Fujitsu has revealed details about its new high performance CPU, destined for the Post-K supercomputer. The A64FX is a Fujitsu designed Arm processor and is of particular note as it is the first to implement the Arm v8-A SVE architecture (SVE = Scalable Vector Extensions). Architectural details of the A64FX were shared at the Hot Chips 30 symposium yesterday evening in Cupertino, California. Fujitsu today emailed HEXUS a press release concerning further Post-K CPU specifications, yet to be shared on its website.
It is claimed that the new A64FX builds upon 60 years' worth of Fujitsu-developed microarchitecture and expertise in previous supercomputers, mainframes, and UNIX servers, and is the first CPU in the world to adopt SVE. "With hardware technology that draws out the high memory bandwidth of high performance stacked memory, the system can efficiently utilize the CPU's high functional computational processing units, enabling delivery of high application execution performance," says Fujitsu.
An A64FX chip offers peak double precision (64-bit) floating point performance of over 2.7 TFLOPS and has a computational throughput twice that amount for single precision (32-bit), and four times that amount for half precision (16-bit). It offers high performance, high throughput, plus high efficiency and works with binary standards compatible with Arm v8.2A plus SVE and SBSA (Server Base System Architecture). The chip is eminently suitable for a wide range of processing fields such as big data and AI - as well as traditional supercomputer tasks.

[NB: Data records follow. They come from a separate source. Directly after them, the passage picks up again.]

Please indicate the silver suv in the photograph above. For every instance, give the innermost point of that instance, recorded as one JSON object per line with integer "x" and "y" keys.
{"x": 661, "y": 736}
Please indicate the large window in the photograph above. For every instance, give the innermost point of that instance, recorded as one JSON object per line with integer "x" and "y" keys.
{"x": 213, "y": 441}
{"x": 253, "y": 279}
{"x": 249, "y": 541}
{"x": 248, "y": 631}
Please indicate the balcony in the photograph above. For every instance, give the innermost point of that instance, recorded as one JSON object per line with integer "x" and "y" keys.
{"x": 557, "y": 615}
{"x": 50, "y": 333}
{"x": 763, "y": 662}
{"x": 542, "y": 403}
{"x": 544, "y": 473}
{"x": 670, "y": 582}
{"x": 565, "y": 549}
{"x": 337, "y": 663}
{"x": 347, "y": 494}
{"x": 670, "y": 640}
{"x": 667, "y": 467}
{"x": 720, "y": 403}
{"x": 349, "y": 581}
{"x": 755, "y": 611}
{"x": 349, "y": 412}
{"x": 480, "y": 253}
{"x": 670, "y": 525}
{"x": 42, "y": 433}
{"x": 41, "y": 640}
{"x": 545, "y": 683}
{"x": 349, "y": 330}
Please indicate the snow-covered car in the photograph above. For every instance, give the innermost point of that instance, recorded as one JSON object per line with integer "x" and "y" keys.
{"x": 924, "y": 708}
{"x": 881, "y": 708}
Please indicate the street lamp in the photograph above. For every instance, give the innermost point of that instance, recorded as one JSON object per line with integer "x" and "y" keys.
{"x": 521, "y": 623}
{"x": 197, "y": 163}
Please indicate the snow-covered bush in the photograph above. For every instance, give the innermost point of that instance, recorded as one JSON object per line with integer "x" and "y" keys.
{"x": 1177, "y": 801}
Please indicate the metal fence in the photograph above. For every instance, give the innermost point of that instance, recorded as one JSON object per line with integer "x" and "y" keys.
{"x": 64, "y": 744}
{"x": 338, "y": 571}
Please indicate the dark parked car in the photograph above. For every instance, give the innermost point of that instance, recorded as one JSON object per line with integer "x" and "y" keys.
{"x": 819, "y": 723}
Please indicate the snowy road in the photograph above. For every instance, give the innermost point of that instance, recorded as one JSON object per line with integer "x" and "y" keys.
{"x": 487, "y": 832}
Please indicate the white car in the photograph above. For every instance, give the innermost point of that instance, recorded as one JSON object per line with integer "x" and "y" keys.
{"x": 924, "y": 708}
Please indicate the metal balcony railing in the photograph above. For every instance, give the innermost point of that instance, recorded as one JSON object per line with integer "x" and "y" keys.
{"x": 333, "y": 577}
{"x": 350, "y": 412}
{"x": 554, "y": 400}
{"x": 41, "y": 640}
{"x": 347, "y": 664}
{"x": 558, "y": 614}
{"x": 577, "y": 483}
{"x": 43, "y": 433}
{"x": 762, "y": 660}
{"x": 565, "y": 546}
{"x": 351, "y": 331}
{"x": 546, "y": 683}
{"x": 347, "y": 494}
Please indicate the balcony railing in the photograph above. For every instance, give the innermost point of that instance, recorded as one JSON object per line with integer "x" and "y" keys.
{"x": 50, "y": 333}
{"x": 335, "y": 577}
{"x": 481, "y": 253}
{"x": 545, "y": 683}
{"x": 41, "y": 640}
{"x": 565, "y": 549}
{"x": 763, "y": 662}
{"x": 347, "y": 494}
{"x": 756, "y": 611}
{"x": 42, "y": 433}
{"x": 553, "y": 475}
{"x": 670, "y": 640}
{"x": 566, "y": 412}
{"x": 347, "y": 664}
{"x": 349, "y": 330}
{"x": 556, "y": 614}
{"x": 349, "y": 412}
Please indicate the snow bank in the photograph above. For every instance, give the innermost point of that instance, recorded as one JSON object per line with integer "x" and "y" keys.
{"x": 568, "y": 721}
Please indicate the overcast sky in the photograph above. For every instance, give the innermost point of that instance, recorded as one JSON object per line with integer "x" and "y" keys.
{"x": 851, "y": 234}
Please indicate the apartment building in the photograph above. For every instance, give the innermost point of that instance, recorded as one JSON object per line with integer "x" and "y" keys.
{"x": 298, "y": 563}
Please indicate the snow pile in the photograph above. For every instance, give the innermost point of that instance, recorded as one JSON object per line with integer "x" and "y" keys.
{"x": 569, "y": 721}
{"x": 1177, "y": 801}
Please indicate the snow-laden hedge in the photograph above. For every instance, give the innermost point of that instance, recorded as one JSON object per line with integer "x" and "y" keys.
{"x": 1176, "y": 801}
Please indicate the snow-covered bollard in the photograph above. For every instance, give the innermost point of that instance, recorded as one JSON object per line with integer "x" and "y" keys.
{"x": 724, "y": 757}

Peeking at the architectural diagram above, you can see the 7nm A64FX contains 48 computing cores plus four assistant cores, with all the cores being identical. Integral to the chip are the 32GiB HBM2, Tofu controller (with 28Gbps, 2 lanes and 10 ports), and PCIe Gen3 controller with 16 lanes. As mentioned previously this many-core chip can deliver over 2.7 TFLOPS, and its memory bandwidth is 1024GB/s. You can compare this to the SPARC64 Xlfx processor, a refined version of the SPRC processor in the original K Computer, in the above diagram, and in features below.
The Post-K Computer is scheduled to be operational by 2021 and is aiming to achieve application execution performance up to 100 times that of the K computer.